The European fish stocks are in a very bad condition, with the cod fish as one of the worst cases. The World Wildlife Foundation (WWF) and Greenpeace want a total stop for fishing cod, which has also been recommended by biologists. The recommendations from biologists are reasonable, according to the premises they are bound to work from. With WWF and Greenpeace however, it is another case. Either, these two organizations have not got the time and resources to get familiar with concrete conditions in the fishery, or they don’t care. For their continued demands of a total stop of fishing belongs to the environmental department – it has nothing do to with fisheries. A total stop will not solve the problem, since it will only have as a consequence that it will be illegal to land cod fish from the North Sea . The catches of cod will continue, because the cod is caught together with other species, such as haddock. With a total stop of cod fishing, a lot of cod fish will be thrown back dead into the sea, or will be landed illegally.

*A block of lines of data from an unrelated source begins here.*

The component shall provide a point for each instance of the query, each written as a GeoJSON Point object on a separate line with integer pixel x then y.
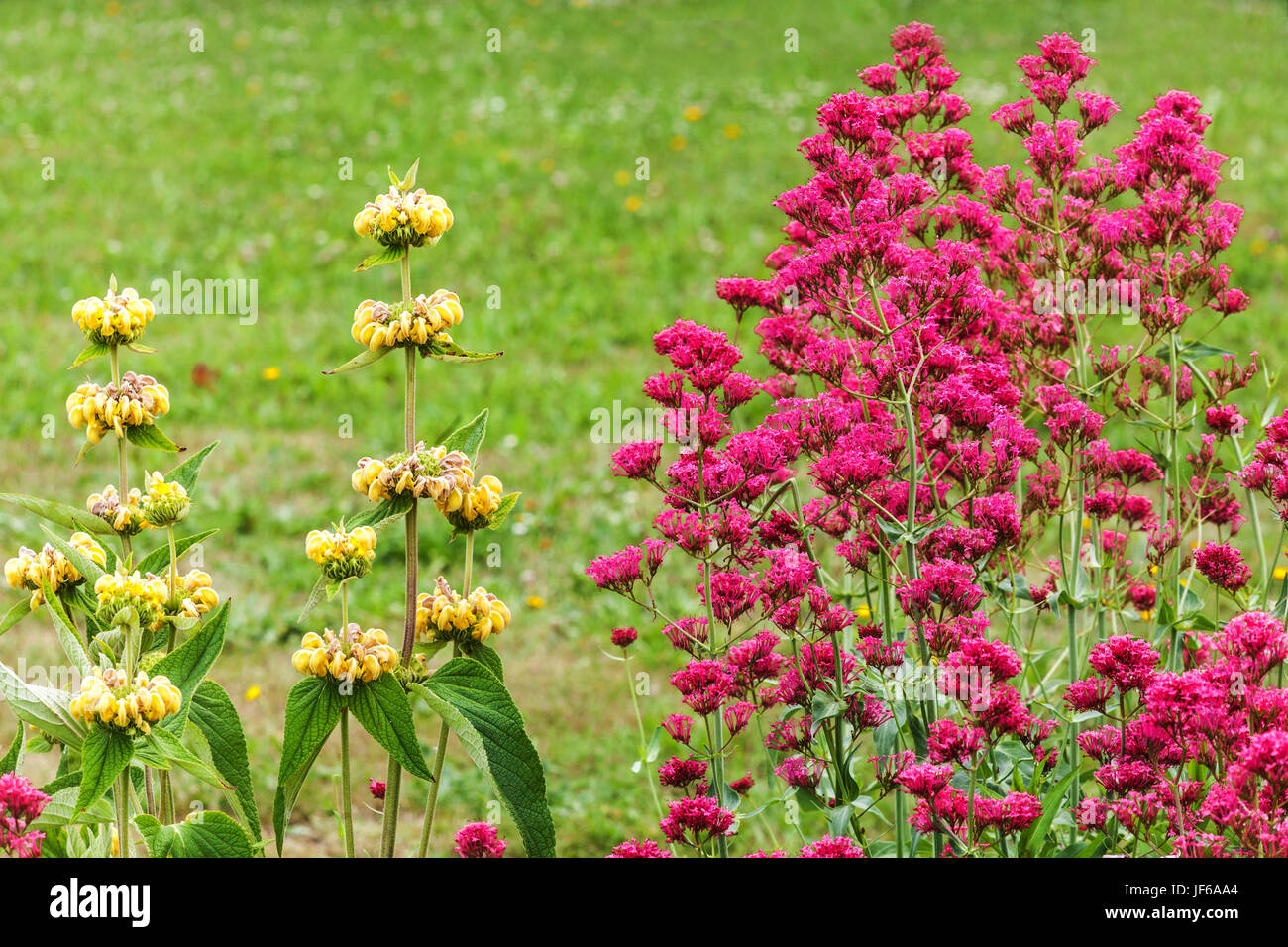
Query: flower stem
{"type": "Point", "coordinates": [346, 789]}
{"type": "Point", "coordinates": [393, 781]}
{"type": "Point", "coordinates": [426, 827]}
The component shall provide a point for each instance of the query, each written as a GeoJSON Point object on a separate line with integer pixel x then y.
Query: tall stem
{"type": "Point", "coordinates": [393, 781]}
{"type": "Point", "coordinates": [426, 828]}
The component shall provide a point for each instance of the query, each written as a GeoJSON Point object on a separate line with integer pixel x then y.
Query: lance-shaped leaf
{"type": "Point", "coordinates": [104, 754]}
{"type": "Point", "coordinates": [384, 711]}
{"type": "Point", "coordinates": [213, 712]}
{"type": "Point", "coordinates": [43, 707]}
{"type": "Point", "coordinates": [185, 474]}
{"type": "Point", "coordinates": [90, 570]}
{"type": "Point", "coordinates": [151, 437]}
{"type": "Point", "coordinates": [480, 710]}
{"type": "Point", "coordinates": [159, 560]}
{"type": "Point", "coordinates": [381, 513]}
{"type": "Point", "coordinates": [12, 761]}
{"type": "Point", "coordinates": [451, 352]}
{"type": "Point", "coordinates": [362, 360]}
{"type": "Point", "coordinates": [312, 712]}
{"type": "Point", "coordinates": [93, 351]}
{"type": "Point", "coordinates": [65, 630]}
{"type": "Point", "coordinates": [469, 437]}
{"type": "Point", "coordinates": [16, 613]}
{"type": "Point", "coordinates": [389, 254]}
{"type": "Point", "coordinates": [188, 664]}
{"type": "Point", "coordinates": [60, 513]}
{"type": "Point", "coordinates": [202, 835]}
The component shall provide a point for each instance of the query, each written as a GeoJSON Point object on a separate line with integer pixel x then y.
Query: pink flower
{"type": "Point", "coordinates": [832, 847]}
{"type": "Point", "coordinates": [480, 840]}
{"type": "Point", "coordinates": [639, 849]}
{"type": "Point", "coordinates": [1223, 565]}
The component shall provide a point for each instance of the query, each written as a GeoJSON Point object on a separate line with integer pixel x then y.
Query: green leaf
{"type": "Point", "coordinates": [469, 437]}
{"type": "Point", "coordinates": [93, 351]}
{"type": "Point", "coordinates": [213, 712]}
{"type": "Point", "coordinates": [159, 560]}
{"type": "Point", "coordinates": [151, 437]}
{"type": "Point", "coordinates": [185, 474]}
{"type": "Point", "coordinates": [188, 664]}
{"type": "Point", "coordinates": [89, 569]}
{"type": "Point", "coordinates": [12, 761]}
{"type": "Point", "coordinates": [316, 596]}
{"type": "Point", "coordinates": [1034, 836]}
{"type": "Point", "coordinates": [67, 634]}
{"type": "Point", "coordinates": [59, 513]}
{"type": "Point", "coordinates": [312, 712]}
{"type": "Point", "coordinates": [502, 510]}
{"type": "Point", "coordinates": [477, 706]}
{"type": "Point", "coordinates": [20, 611]}
{"type": "Point", "coordinates": [382, 710]}
{"type": "Point", "coordinates": [172, 750]}
{"type": "Point", "coordinates": [60, 810]}
{"type": "Point", "coordinates": [43, 707]}
{"type": "Point", "coordinates": [451, 352]}
{"type": "Point", "coordinates": [104, 755]}
{"type": "Point", "coordinates": [381, 513]}
{"type": "Point", "coordinates": [485, 656]}
{"type": "Point", "coordinates": [207, 834]}
{"type": "Point", "coordinates": [387, 254]}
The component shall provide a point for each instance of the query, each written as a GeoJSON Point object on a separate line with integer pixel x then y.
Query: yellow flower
{"type": "Point", "coordinates": [433, 474]}
{"type": "Point", "coordinates": [362, 656]}
{"type": "Point", "coordinates": [446, 616]}
{"type": "Point", "coordinates": [423, 320]}
{"type": "Point", "coordinates": [116, 318]}
{"type": "Point", "coordinates": [108, 698]}
{"type": "Point", "coordinates": [342, 554]}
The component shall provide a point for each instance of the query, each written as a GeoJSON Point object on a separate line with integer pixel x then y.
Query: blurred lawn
{"type": "Point", "coordinates": [224, 163]}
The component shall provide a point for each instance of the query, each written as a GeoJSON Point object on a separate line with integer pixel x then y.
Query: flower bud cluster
{"type": "Point", "coordinates": [115, 320]}
{"type": "Point", "coordinates": [147, 595]}
{"type": "Point", "coordinates": [30, 569]}
{"type": "Point", "coordinates": [446, 616]}
{"type": "Point", "coordinates": [432, 474]}
{"type": "Point", "coordinates": [342, 554]}
{"type": "Point", "coordinates": [107, 698]}
{"type": "Point", "coordinates": [137, 401]}
{"type": "Point", "coordinates": [397, 219]}
{"type": "Point", "coordinates": [425, 318]}
{"type": "Point", "coordinates": [364, 656]}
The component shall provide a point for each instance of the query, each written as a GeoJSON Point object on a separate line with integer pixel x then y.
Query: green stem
{"type": "Point", "coordinates": [393, 781]}
{"type": "Point", "coordinates": [346, 789]}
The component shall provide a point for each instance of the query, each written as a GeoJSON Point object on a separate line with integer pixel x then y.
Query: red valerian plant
{"type": "Point", "coordinates": [966, 554]}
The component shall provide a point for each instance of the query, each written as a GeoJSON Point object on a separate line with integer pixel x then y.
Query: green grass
{"type": "Point", "coordinates": [223, 163]}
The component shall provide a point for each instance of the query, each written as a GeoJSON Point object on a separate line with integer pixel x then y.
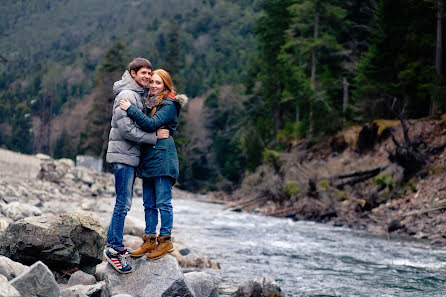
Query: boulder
{"type": "Point", "coordinates": [11, 269]}
{"type": "Point", "coordinates": [264, 287]}
{"type": "Point", "coordinates": [198, 261]}
{"type": "Point", "coordinates": [6, 289]}
{"type": "Point", "coordinates": [202, 284]}
{"type": "Point", "coordinates": [18, 210]}
{"type": "Point", "coordinates": [36, 281]}
{"type": "Point", "coordinates": [61, 241]}
{"type": "Point", "coordinates": [81, 278]}
{"type": "Point", "coordinates": [154, 278]}
{"type": "Point", "coordinates": [94, 290]}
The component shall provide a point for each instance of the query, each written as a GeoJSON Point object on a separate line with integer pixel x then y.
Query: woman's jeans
{"type": "Point", "coordinates": [124, 180]}
{"type": "Point", "coordinates": [157, 195]}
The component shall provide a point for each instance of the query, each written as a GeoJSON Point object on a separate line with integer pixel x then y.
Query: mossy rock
{"type": "Point", "coordinates": [272, 158]}
{"type": "Point", "coordinates": [386, 180]}
{"type": "Point", "coordinates": [292, 188]}
{"type": "Point", "coordinates": [323, 184]}
{"type": "Point", "coordinates": [385, 124]}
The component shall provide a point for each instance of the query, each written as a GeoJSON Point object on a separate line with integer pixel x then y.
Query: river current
{"type": "Point", "coordinates": [305, 258]}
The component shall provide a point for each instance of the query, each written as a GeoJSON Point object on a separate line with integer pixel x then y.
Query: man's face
{"type": "Point", "coordinates": [142, 76]}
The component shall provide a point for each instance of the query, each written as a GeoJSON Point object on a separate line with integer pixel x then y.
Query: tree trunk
{"type": "Point", "coordinates": [313, 69]}
{"type": "Point", "coordinates": [345, 97]}
{"type": "Point", "coordinates": [438, 51]}
{"type": "Point", "coordinates": [439, 46]}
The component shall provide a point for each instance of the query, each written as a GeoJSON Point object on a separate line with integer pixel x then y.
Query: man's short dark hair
{"type": "Point", "coordinates": [139, 63]}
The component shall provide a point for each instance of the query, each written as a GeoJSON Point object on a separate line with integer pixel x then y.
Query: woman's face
{"type": "Point", "coordinates": [156, 84]}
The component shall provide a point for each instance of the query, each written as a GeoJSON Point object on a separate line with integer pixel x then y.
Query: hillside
{"type": "Point", "coordinates": [54, 51]}
{"type": "Point", "coordinates": [336, 181]}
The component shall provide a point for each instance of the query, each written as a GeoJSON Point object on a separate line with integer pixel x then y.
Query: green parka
{"type": "Point", "coordinates": [160, 159]}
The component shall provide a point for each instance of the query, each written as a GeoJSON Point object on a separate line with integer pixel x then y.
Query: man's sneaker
{"type": "Point", "coordinates": [148, 245]}
{"type": "Point", "coordinates": [164, 246]}
{"type": "Point", "coordinates": [118, 259]}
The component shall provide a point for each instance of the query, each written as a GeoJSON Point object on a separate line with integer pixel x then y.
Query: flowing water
{"type": "Point", "coordinates": [305, 258]}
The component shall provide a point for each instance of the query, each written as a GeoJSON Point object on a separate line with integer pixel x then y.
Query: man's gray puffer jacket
{"type": "Point", "coordinates": [125, 136]}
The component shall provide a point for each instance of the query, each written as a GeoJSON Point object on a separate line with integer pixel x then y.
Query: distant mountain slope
{"type": "Point", "coordinates": [54, 48]}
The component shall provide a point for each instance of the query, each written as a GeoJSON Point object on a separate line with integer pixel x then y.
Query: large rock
{"type": "Point", "coordinates": [18, 210]}
{"type": "Point", "coordinates": [62, 241]}
{"type": "Point", "coordinates": [156, 278]}
{"type": "Point", "coordinates": [202, 284]}
{"type": "Point", "coordinates": [6, 289]}
{"type": "Point", "coordinates": [94, 290]}
{"type": "Point", "coordinates": [264, 287]}
{"type": "Point", "coordinates": [81, 278]}
{"type": "Point", "coordinates": [37, 281]}
{"type": "Point", "coordinates": [11, 269]}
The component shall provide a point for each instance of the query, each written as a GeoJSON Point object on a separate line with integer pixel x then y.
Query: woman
{"type": "Point", "coordinates": [159, 163]}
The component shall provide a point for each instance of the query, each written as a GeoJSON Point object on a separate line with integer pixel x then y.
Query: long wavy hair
{"type": "Point", "coordinates": [168, 87]}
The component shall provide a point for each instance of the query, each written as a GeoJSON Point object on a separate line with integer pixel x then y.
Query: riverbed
{"type": "Point", "coordinates": [306, 258]}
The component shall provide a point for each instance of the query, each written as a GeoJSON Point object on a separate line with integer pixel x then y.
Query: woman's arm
{"type": "Point", "coordinates": [159, 119]}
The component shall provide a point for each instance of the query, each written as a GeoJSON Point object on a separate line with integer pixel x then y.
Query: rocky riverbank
{"type": "Point", "coordinates": [357, 179]}
{"type": "Point", "coordinates": [53, 217]}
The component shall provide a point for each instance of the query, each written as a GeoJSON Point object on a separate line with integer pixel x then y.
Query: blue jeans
{"type": "Point", "coordinates": [157, 195]}
{"type": "Point", "coordinates": [124, 180]}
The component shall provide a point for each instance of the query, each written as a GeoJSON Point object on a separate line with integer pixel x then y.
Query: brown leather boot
{"type": "Point", "coordinates": [147, 246]}
{"type": "Point", "coordinates": [164, 246]}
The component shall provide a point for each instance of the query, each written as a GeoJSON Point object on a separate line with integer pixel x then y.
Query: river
{"type": "Point", "coordinates": [306, 258]}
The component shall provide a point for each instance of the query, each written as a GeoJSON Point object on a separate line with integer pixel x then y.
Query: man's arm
{"type": "Point", "coordinates": [127, 127]}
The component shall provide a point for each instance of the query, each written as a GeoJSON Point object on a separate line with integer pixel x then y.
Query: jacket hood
{"type": "Point", "coordinates": [128, 83]}
{"type": "Point", "coordinates": [182, 99]}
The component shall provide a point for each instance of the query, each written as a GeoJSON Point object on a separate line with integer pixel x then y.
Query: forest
{"type": "Point", "coordinates": [270, 72]}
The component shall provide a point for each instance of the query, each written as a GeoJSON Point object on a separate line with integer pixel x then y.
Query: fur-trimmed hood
{"type": "Point", "coordinates": [182, 99]}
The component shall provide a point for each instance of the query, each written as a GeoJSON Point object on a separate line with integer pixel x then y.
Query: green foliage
{"type": "Point", "coordinates": [272, 158]}
{"type": "Point", "coordinates": [399, 63]}
{"type": "Point", "coordinates": [93, 140]}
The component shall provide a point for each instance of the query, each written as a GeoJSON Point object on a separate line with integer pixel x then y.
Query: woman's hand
{"type": "Point", "coordinates": [162, 133]}
{"type": "Point", "coordinates": [124, 104]}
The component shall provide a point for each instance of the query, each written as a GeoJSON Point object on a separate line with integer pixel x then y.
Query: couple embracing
{"type": "Point", "coordinates": [145, 114]}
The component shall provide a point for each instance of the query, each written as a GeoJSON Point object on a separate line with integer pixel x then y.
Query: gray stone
{"type": "Point", "coordinates": [264, 287]}
{"type": "Point", "coordinates": [90, 162]}
{"type": "Point", "coordinates": [36, 281]}
{"type": "Point", "coordinates": [6, 289]}
{"type": "Point", "coordinates": [11, 269]}
{"type": "Point", "coordinates": [18, 210]}
{"type": "Point", "coordinates": [202, 284]}
{"type": "Point", "coordinates": [81, 278]}
{"type": "Point", "coordinates": [83, 290]}
{"type": "Point", "coordinates": [62, 241]}
{"type": "Point", "coordinates": [200, 261]}
{"type": "Point", "coordinates": [156, 278]}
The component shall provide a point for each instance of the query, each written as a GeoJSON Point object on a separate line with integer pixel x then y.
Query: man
{"type": "Point", "coordinates": [124, 152]}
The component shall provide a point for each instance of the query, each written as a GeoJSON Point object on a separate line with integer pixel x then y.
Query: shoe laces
{"type": "Point", "coordinates": [123, 258]}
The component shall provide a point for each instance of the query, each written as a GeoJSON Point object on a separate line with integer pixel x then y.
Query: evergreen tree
{"type": "Point", "coordinates": [400, 60]}
{"type": "Point", "coordinates": [313, 57]}
{"type": "Point", "coordinates": [22, 138]}
{"type": "Point", "coordinates": [174, 55]}
{"type": "Point", "coordinates": [94, 138]}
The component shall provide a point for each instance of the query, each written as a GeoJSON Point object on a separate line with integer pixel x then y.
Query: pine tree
{"type": "Point", "coordinates": [175, 56]}
{"type": "Point", "coordinates": [400, 60]}
{"type": "Point", "coordinates": [314, 57]}
{"type": "Point", "coordinates": [22, 138]}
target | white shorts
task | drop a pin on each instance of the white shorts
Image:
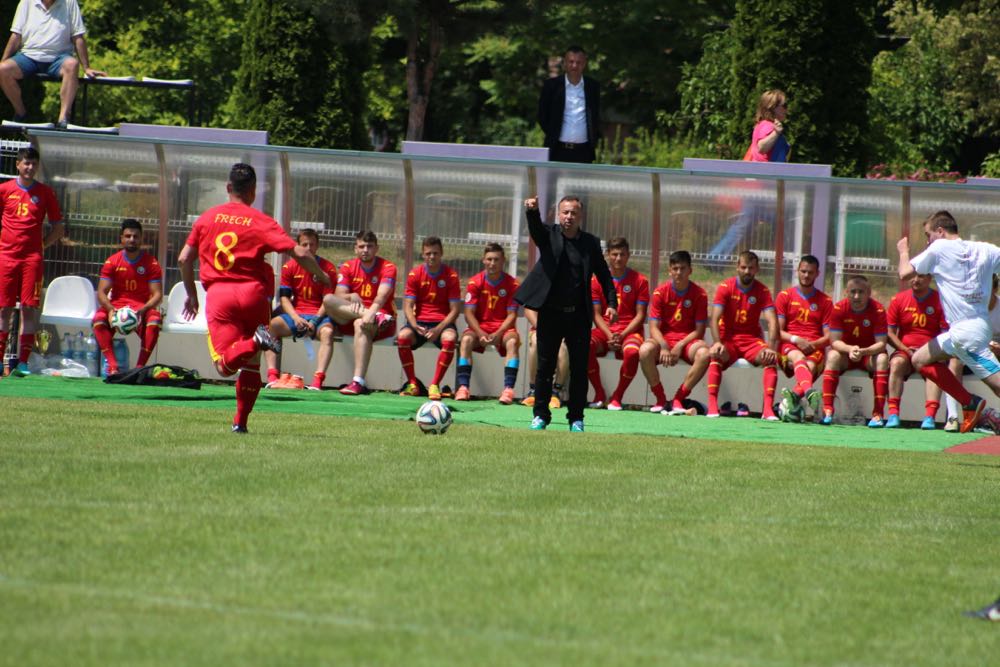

When it is reasonable to carry out a total stop for the fisheries of one species in one specific area, it doesn’t entail that it is also reasonable in any other case at the same time. In the 1970s, landings of herring from the North Sea were halted. This regulation might very well be the reason why the herring stock in the North Sea is doing reasonably today. The project was successful, because herring is living in big shoals, and hence when you are catching herring – you are catching only herring. The cod fishery east of Bornholm might also have been successfully stopped, since the Eastern stock of cod in the Baltic Sea, was gathering in big shoals in connection with spawning, and in that situation they were caught by trawls, without by-catches of other species. Some of the same intense fishery took place in the Southern part of the North Sea , where the cod has disappeared today. The total collapse of the cod fishery at New Found land and Labrador (from an annual catch of half a million ton, to something like zero today) could have been avoided with a total stop far earlier.

But the cod fish in the central and Northern part of the North Sea , and in the inner Danish waters, as well as the waters West of England, is living together with other species, and therefore a total stop will not hinder that the cod is caught. What is needed is that the fishery conducted by vessels living directly from the cod and haddock fishery must go down 80 %. For this, financial means are required. And since we are talking about relatively big and modern trawl-, seine- and net vessels, we are also talking about quite substantial amounts of money. But there is nothing else to do – for these types of vessels have specialized in catching cod fish and haddock, where these fish are standing in smaller or bigger lumps among or near the stones.

If you take out these vessels from the cod fish and haddock fishery, or you transfer them to another type of fishery (which is probably difficult, since the total fleet is already much too big), you might without any problems allow a smaller quota of by catches in other fisheries, and allow most net fishery, ordinary seine fishery and fishery with hooks for cod fish and haddock.

The restoration of the cod fish and haddock stocks in the areas here mentioned, is not a question about stopping fishery; nor about quotas, days at sea, or all the other possible and impossible technical means of preservation. It is only a question about money, i.e. money enough to take out the vessels and the methods, which are causing the stocks nearly to collapse.

Many of these specialized modern vessels have entered the fishery with subsidies – now they are no longer needed, so they must also leave again with subsidies. This also because a total stop would be unfair to the fisheries which have not been modernized with public financial means, but are only carrying out a modest and reasonable fishery, where cod fish, haddock and other species make out an integrated whole.